How did you like the article?
1
How did you like the article?
1

Create a tar backup: How the archiving works

The archiving program tar is based on an old data backup method, but is still convincing today. The name tar is an acronym, standing for Tape Archiver, or the archiving of tape drives. Even though private users hardly use it today, the program continues to be the most popular tool for archiving on Unix systems. Regular, incremental backups of a server can be created with the packing program. Here we explain how tar functions and which commands are used to run backups.

How does tar work?

Tar is a program for archiving on Linux and related systems. Atypically for this kind of program, tar doesn’t offer compression by default. But the program is very popular because it offers the great advantage that entire directories can be merged into one file. This technology is associated with the program’s history: With a tape drive, the data is transferred successfully to a magnetic tape. This explains the sequential, linear storage of the tar format. New files are attached to the back of the archive. One of the corresponding files is also known as Tarball, since the files are practically “glued together.”

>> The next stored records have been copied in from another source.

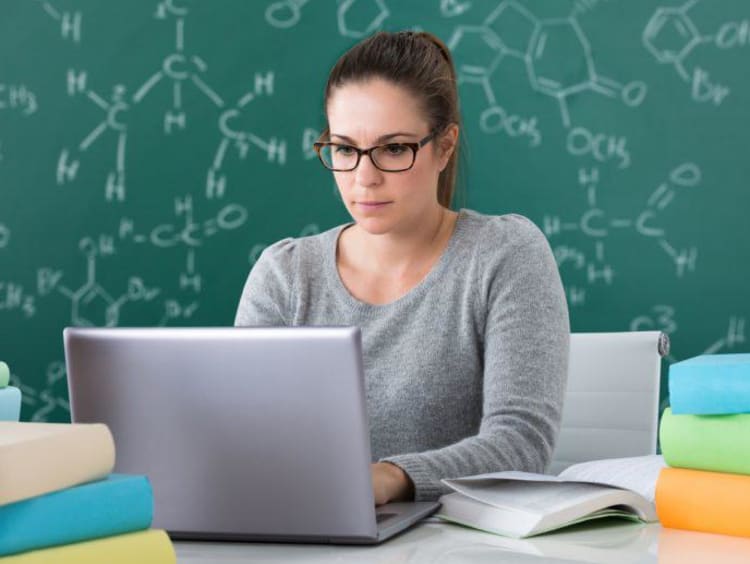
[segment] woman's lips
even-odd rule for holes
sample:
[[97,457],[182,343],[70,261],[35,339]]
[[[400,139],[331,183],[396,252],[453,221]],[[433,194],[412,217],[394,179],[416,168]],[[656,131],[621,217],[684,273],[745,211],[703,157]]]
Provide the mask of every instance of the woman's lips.
[[364,210],[379,210],[391,202],[357,202],[357,205]]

However, to achieve successful compression, tar is often used in combination with gzip. The two programs complement each other perfectly: gzip can only compress individual files. That’s why usually tar is used first, and then gzip (or another program for compression). So, in the end, either .tar.gz or .tzip files are created.

Install tar

With Ubuntu, tar should already be preinstalled. If you use another Linux or Unix distribution, install the helpful program with:

sudo apt-get install tar tar-doc

The tar-doc package is optional: It contains documentation of the archiving program.

Use tar

If you would like to use tar, simply employ this syntax.

tar Option File

The tar options are as follows:

Option Description Special feature  
--help Displays all options    
--version Outputs the version of tar in use    
-c Creates a new archive (create)  
-d Compares files in the archive and in the file system with one another (diff)  
-f Writes an archive in the given file or reads the data out from the given file (file) This option always has to be entered last, since all subsequent entries are interpreted as files  
-z Compresses or decompresses the archive directly with gzip gzip needs to already be installed  
-Z Compresses or decompresses the archive directly with compress compress needs to already be installed; pay attention to capitalization  
-j Compresses or decompresses the archive directly with bzip2 bzip2 needs to already be installed  
-J Compresses or decompresses the archive directly with xz xz needs to already be installed; pay attention to capitalization  
-k Prevents files from overwriting already existing files when extracting from the archive    
-p Maintains access privileges while extracting    
-r Adds a file to an existing archive (recreate) The file is attached to the back of the archive; only functions with an uncompressed archive  
-t Displays the content of an archive (table)  
-u Only attaches files that are younger than their respective versions in the archive    
-v Displays the steps involved in archiving (verbose)  
-vv Displays detailed information about the archiving (very verbose)  
-w Each action must be confirmed    
-x Extracts files from the archive (extract) The files remain in the archive  
-A Attaches the files of an existing archive to another Pay attention to capitalization  
-C Outputs the location from which the files should be extracted Pay attention to capitalization  
-M Creates, displays, or extracts a multi-part archive Pay attention to capitalization  
-L Changes the medium to a specific file size The size is output in kilobytes; pay attention to capitalization  
-W Checks the archive after it’s been written Pay attention to capitalization  
-P Archives all files from the root directory Pay attention to capitalization  
--exclude Excludes files or folders Specified after the creation command with --exclude=<File/Folder>  
-X Reads a list with excluded files Requires a previously created list: -X<List>.list; pay attention to capitalization  
-g Creates a log of all directories, including checksums    

When creating tar archives, you also have the option to create wildcards with an asterisk. If you create a new archive, always indicate the options first, then the file names of the archive that you want to create, and finally the files and folders that it should contain. In the following example, create an archive (-c) from two text files, compress it with gzip (-z), and write it to the file archive.tar.gz (-f):

tar -czf archive.tar.gz example_1.txt example_2.txt

If you want to combine all text files in a directory into an archive, use a corresponding wildcard:

tar -cf text_archiv.tar *.txt

You can also combine complete directories and their subdirectories into an archive. In the following example, /directory1 including all its subdirectories and the contained files is archived, excluding the subdirectory /directory1/subdirectory_x:

tar -cf archive.tar --exclude=”/directory1/subdirectory_x” /directory_1

In the following example, you extract (-x) the compressed (-z) archive that we created in the first example into another directory (-C):

tar -xzf archive.tar.gz -C /home/directory1/archive_directory

To add another file to an archive (which has to be uncompressed), enter the following command:

tar -rf archive.tar example_extra.txt

How does a tar backup function?

Webmasters like using tar to create backups: With it, the directory structure is retained and the program’s functionality allows for lots of fine-tuning, as is evident from the many options. In the following sections, we’ll explain how to generate a full backup with tar, as well as how to create incremental backups with the program.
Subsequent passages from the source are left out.